Whatever happens, experience says that the evictors and the armed men will get their way. They’ve already seen to it in advance.

“What the squatters are doing is itself violence – we are only reacting to it … unfortunately,” said the press spokesman of the police precinct of Lüchow, which is responsible for the “nuclear police.” And all the media – Tagesspiegel, Die Welt, television, etc. – needs to do is mention a “fighting village” or insert a clause that somehow associates the squatters with “the so-called chaotic professional demonstrators and K-Groups . . . that staged the bloody riot against the army in Bremen” – not even Meyer* claims to know about a connection between Bremen and “1004” – and that’s enough for the whole Left to be right back where they want it, and for the police presence that has swelled up over the last few years to find justification.
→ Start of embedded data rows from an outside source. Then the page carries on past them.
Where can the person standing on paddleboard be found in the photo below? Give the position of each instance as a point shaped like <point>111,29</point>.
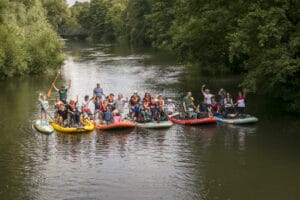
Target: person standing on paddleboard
<point>62,92</point>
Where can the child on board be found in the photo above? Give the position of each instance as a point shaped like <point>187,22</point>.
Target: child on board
<point>204,109</point>
<point>189,106</point>
<point>170,107</point>
<point>206,93</point>
<point>120,105</point>
<point>228,105</point>
<point>73,112</point>
<point>240,103</point>
<point>98,91</point>
<point>44,105</point>
<point>86,111</point>
<point>63,91</point>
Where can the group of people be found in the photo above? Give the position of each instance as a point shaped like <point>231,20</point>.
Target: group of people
<point>107,108</point>
<point>211,107</point>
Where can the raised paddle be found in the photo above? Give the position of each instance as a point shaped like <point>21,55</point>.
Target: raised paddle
<point>50,89</point>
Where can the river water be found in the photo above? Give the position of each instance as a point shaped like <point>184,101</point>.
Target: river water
<point>259,161</point>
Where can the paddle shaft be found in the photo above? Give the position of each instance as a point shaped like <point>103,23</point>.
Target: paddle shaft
<point>50,89</point>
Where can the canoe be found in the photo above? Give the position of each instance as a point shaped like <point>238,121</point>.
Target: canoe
<point>116,125</point>
<point>205,120</point>
<point>155,124</point>
<point>89,126</point>
<point>43,126</point>
<point>238,120</point>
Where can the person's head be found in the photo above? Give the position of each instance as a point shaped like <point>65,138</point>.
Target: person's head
<point>213,99</point>
<point>120,96</point>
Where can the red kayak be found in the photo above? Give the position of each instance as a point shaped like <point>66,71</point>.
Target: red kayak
<point>205,120</point>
If the quails start squawking in Gorleben, it’s not because they’re breeding, but because they’re frightened by the special border-police squad cars that thunder past the floodplains and the dykes of the Elbe on their way to the relief point at deep-drilling sites 1002 and 1003. And if the birch stands between the lonely farmsteads and the radial villages seem particularly green, it’s not because spring is coming, but because behind them the border police convoys are driving by in camouflaged vehicles adapted to the surroundings.

[ . . . ]

At the start of the police action four years ago, the border police was still content to write down the license plate numbers of cars parked in front of the church with bumper stickers reading “Nuclear Power – No Thanks” while the drivers were inside at the service. Soon the police could get away with, for example, using a welding torch to cut down the lighting pole of a methane gas installation of the farmer Horst Wiese – after all, it might be used for a crime. Charges filed against the policeman who did it were dismissed on the grounds that he could not have known it was against the law.

* Rolf Meyer, press speaker for the Deutsche Gesellschaft zum Bau und Betrieb von Endlagern (DBE), the company contracted by the German government in 1979 to construct and operate the German final repositories for radioactive waste – trans.